CNN: Ehemaliger chinesischer Staatschef gezwungen, Präsidium zu verlassen

Hu Jintao, das ehemalige Oberhaupt von China, wurde während des 20. Kongresses der KPCh direkt im Präsidium festgenommen, und westliche Medien veröffentlichen aktiv Videos des Vorfalls.

Der ehemalige chinesische Staatschef wurde am Ende des Kongresses der Kommunistischen Partei unerwartet aus dem Saal eskortiert, obwohl er das Präsidium nur ungern verlassen wollte, wie in einem von CNN veröffentlichten Video zu sehen ist. Es wird berichtet, dass im ganzen Land prominente KPCh-Mitglieder verhaftet werden. Die Medien geben zu, dass dies Xis Repressalien gegen Gegner sind. Die chinesischen Behörden haben den Vorfall noch nicht kommentiert. Hu Jintao führte China von 2003 bis 2013.

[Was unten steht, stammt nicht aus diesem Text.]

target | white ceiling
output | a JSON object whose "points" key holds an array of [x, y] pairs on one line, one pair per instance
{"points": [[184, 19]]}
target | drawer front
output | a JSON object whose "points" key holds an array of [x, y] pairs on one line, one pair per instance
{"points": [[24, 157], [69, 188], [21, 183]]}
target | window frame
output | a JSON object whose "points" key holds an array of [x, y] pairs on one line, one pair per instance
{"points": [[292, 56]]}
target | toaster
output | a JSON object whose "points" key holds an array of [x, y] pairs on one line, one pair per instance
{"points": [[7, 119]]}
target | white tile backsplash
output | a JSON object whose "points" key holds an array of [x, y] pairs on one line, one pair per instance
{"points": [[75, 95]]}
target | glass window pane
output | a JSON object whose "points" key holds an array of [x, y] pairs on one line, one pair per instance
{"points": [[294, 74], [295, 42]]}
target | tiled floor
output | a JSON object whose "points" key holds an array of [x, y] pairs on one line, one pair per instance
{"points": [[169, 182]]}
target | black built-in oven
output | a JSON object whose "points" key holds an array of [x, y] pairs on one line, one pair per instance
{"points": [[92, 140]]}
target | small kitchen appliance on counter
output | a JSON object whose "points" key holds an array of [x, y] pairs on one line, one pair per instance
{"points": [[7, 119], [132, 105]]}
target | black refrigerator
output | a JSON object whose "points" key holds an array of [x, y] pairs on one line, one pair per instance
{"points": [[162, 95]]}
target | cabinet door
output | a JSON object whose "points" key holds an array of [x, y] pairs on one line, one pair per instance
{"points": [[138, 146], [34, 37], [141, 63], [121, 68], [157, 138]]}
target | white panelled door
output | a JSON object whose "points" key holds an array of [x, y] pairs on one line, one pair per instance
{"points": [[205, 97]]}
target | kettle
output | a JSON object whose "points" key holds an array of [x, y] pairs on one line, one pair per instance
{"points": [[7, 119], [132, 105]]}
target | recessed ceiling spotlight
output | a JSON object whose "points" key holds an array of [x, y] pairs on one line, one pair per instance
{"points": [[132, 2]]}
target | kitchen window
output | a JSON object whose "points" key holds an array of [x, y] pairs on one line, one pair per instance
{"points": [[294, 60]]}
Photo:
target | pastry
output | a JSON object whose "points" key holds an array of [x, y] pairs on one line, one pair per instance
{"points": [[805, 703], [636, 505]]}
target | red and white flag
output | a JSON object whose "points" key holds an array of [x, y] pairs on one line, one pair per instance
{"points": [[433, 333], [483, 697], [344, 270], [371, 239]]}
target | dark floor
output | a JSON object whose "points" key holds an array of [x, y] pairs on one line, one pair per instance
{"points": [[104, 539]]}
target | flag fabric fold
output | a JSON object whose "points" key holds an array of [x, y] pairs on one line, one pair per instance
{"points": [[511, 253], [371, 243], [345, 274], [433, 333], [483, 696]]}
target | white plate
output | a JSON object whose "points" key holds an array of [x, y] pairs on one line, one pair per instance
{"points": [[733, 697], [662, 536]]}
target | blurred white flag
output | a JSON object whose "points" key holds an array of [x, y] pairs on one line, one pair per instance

Vor allen Kongressdelegierten näherte sich zuerst ein Mann Hu Jintao. Neben ihm saß Li Zhanshu, ein Mitglied des Ständigen Ausschusses des Politbüros, die Hand auf seinem Rücken. Hu wollte seinen „gewohnten“ Platz offensichtlich nicht verlassen, aber er musste gehorchen.

Hu Jintao ist einer der Hauptgegner des derzeitigen Führers Xi Jinping. Letzterer wird voraussichtlich für eine neue Amtszeit von 5 Jahren wiedergewählt. In diesem Zusammenhang ging das Gerücht um, dass Hu verhaftet worden sei, aber es gab keine offizielle Bestätigung. Es gibt eine andere Version – angeblich wollte Hu das Präsidium einfach nicht verlassen, nachdem er nicht wieder in den Ständigen Ausschuss des Politbüros von China gewählt worden war.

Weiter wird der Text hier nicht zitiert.